At any rate the Patriots drubbed Indianapolis 45-7.  They played better in the second half with the balls re-inflated by the officials to the proper level.  The decisive factor was surely not PSI.

But it does make you wonder if he’s known as All Weather Brady partly because he’s so adept at prepping footballs.  And you might wonder if underinflation is one reason the Patriots continually rank among the NFL teams that fumble the least. 

So what effect does this distracting controversy have on Sunday’s game? 

Former Patriot Rodney Harrison told ESPN:  “This is the last thing Seattle needs.  Those guys in the New England locker room are pumped.  After all the hard work they’ve put in, after all they’ve accomplished, after all they’ve done, to have people doubt them?  They’re taking that stuff personally.”
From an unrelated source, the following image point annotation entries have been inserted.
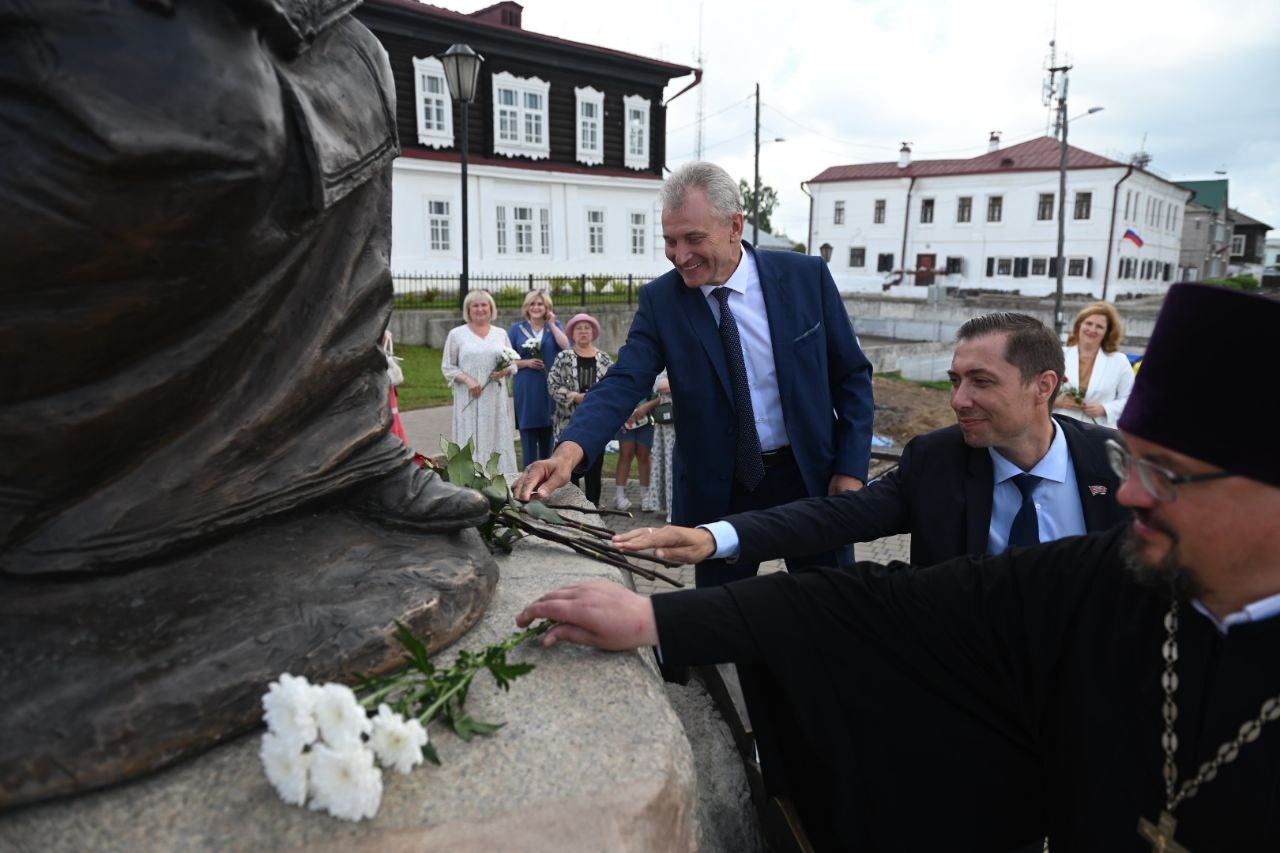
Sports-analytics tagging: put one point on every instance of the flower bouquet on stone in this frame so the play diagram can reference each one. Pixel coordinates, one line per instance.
(1075, 393)
(510, 520)
(325, 746)
(506, 357)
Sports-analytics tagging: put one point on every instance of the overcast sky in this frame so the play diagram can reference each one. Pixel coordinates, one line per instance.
(849, 81)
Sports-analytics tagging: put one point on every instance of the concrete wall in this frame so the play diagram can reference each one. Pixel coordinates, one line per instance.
(926, 329)
(926, 320)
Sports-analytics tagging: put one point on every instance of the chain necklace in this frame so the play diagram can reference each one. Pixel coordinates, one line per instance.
(1161, 834)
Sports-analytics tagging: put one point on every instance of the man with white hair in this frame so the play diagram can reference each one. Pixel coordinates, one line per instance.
(1110, 692)
(772, 395)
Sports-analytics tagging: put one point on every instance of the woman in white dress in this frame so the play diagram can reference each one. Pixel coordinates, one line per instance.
(663, 454)
(481, 410)
(1098, 377)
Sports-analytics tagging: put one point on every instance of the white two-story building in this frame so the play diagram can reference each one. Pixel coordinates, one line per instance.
(991, 223)
(566, 149)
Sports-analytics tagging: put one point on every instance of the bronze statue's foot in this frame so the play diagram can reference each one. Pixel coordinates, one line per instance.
(414, 498)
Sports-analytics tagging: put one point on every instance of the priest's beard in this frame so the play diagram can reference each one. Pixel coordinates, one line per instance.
(1168, 573)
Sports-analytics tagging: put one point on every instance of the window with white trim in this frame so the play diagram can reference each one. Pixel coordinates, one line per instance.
(438, 226)
(594, 232)
(1045, 208)
(433, 104)
(635, 112)
(520, 115)
(639, 232)
(590, 128)
(516, 226)
(1083, 205)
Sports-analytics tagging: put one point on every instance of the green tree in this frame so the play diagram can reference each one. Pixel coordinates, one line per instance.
(768, 203)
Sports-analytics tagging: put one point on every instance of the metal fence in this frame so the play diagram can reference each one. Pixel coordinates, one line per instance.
(424, 291)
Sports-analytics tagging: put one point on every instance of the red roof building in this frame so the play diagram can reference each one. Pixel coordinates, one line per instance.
(990, 223)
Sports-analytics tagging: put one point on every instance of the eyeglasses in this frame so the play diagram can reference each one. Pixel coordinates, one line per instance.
(1160, 482)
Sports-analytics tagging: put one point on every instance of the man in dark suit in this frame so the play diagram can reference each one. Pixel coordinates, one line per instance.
(956, 489)
(771, 391)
Count on more Belichick trickery.  Why stop now?

His 38-year-old offensive coordinator, Josh McDaniels, is the perfect prodigy – as creative and ruthless as the mentor.  And just as perceptive.  It took McDaniels about three minutes of coaching the Denver Broncos to see he had to rid the team of Jay Cutler:  on to Chicago. 

Now McDaniels and Belichick are devising plays that appear to be illegal but are actually permitted by the rulebook.  They’ve been running – to stunning success – formations with four offensive linemen, a tackle eligible and a wide receiver who’s not.  They create so much deception that Brady always finds an open receiver before the defense can diagnose and adjust.

Chances are we will be seeing Belichick at both his best and worst.  And that’s likely to be a little too much for the plucky Seahawks.